One of the book’s prominent contributions to the disability studies literature is its rigorous integration with critical theories of disability studies in education, literature, gender, religion, and other practice fields. Moreover, it showcases the experiences of people with disabilities in a non-Western context by examining the Indian case. Another robust point of the study is that it does not consider the discourses and representations about the disabled reduced to the culture only as of the domination of the non-disabled perspective. Conversely, it reveals that various resistance potentialities are possible by demonstrating that alternative and challenging narratives are also embedded. On the other hand, it is possible to proclaim that the study has some minor limitations. For instance, when analysing the relationship between religion and disability, the author could have provided a more dynamic approach that facilitated a better comprehension of the assorted nuances by increasing the diversity of primary sources used. However, it does not undermine the fruitful points of this study and can only be considered as a possible suggestion.

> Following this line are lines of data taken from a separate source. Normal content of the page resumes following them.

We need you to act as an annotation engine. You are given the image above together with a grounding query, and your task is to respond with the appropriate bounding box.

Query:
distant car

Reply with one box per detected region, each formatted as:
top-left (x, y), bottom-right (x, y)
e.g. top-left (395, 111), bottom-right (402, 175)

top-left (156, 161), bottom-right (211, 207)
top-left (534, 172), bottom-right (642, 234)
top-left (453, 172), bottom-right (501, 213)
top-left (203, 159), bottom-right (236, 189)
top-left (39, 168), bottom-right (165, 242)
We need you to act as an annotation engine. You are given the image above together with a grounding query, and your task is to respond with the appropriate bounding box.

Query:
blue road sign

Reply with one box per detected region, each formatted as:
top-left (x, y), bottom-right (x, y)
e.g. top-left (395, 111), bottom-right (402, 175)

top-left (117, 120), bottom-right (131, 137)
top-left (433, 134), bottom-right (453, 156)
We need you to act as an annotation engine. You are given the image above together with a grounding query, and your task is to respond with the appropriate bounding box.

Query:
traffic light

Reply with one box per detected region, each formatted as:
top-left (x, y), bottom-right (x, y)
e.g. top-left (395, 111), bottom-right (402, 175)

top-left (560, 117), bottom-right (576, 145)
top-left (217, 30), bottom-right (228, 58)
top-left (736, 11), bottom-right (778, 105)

Overall, despite some possible limitations, The Social Model of Disability in India: Politics of Identity and Power is a critical and insightful study that illustrates the divergent practices of the manifold interconnections between culture, disability, and representation. Thus, the book is highly recommended not only for scholars who are deeply interested in the theoretical aspects of disability study but also for those who want to do empirical work in different areas of this field.